Monday, November 16, 2015
That's Just Dandy
My dad (who is Grandandy to the kids) has had some falls lately. That makes him sound like the Fall Guy but really he’s not old enough to be taking any falls, you know, like Bob Barker might be doing at his old age home but he’s so rich he probably has people just following him around and he gives them brand new cars if they catch him.
Well my dad is just a regular guy in the irregular sense that he’s partly a wizard. He came out here to Los Angeles with a wife and a couple of kids, and he was already just a kid and from Arkansas and Maryland, and he made a bunch of tv shows that are in the fabric of any kid who grew up in the 70’s and 80’s (that would be me). He made us some heroes and some villains and some people worth fighting for and worth taking the time to listen to. He made entertainment.
So it is frustrating to have him only entertaining us at bagels on Sunday, our bagel church. And to have his entertainment being the bike folding up on him and breaking his shoulder or the dog pulling him and splattering him on the street. My bruised but rallying dad, with his arm in a little blue sling.
At bagel church last Sunday we were wandering in Montrose and found a pin that said “Dandy” on it with a little fedora hat pictured at a “jaunty” angle.
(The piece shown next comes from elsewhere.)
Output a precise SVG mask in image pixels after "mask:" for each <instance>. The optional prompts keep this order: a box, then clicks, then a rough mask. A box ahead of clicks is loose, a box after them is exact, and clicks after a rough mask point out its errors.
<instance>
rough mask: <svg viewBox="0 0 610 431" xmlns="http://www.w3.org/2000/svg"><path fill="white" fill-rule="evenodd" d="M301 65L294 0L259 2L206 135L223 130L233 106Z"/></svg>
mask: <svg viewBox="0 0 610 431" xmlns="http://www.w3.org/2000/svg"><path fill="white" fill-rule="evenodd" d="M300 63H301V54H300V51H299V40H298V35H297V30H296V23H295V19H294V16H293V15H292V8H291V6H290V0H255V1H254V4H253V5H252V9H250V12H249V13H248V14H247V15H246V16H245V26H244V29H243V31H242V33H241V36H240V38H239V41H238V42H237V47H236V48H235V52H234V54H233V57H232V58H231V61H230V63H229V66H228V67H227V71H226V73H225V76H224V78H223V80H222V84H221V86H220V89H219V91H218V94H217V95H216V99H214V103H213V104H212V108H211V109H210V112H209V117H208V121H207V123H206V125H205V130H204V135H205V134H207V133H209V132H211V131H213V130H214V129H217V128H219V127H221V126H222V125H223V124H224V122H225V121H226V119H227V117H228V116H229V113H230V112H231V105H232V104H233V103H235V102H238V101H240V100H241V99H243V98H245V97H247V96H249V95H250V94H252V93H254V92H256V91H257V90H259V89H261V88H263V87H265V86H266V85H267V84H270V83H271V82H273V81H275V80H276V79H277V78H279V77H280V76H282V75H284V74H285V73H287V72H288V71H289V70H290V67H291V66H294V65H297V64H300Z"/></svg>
We got it for him and he pinned it on his sling so he could have some sling bling.
Later I talked to him and he had taught a film class and he was happy he still had his button. I still have my dandy on, he says. People noticed it. It made things brighter.
Yesterday he took us all on a tour of JPL – NASA. He wanted the grandkids to see the Jet Propulsion Laboratory, see all the amazing stuff they’re building and shooting into space to discover new things about the stars, the planets, and beyond. I had never been there before, so I didn’t know how amazing it was going to be.
I was watching him go into the building with my kids and he’s talking enthusiastically with them about what we’re going to see, and they’re as tall as him, and catching all his happy spirit.
I say to my husband, kind of in wonder, “My dad is so excited about this!” And my husband says, “Well he never grew up,” he says, watching my dad jubilantly open the door for our kids. We watch him. It is the best thing, to be able to follow along, behind in the group, and watch him.
“He’s Peter Pan,” Barry says, simply.
Network executive, broken bike, foiled movie investor, errant crazy dog – my dad has his share of villainous life. But there are still children here, ideas to be heard, and stars to be seen. He is opening the door. Hurry up, he says. With that twinkle in his eye, that is knowledge, and some kind of magic. It’s nice to never quite know someone all the way. There is still mystery, in the universe, and in the human world.
Best of all, he still has his dandy on.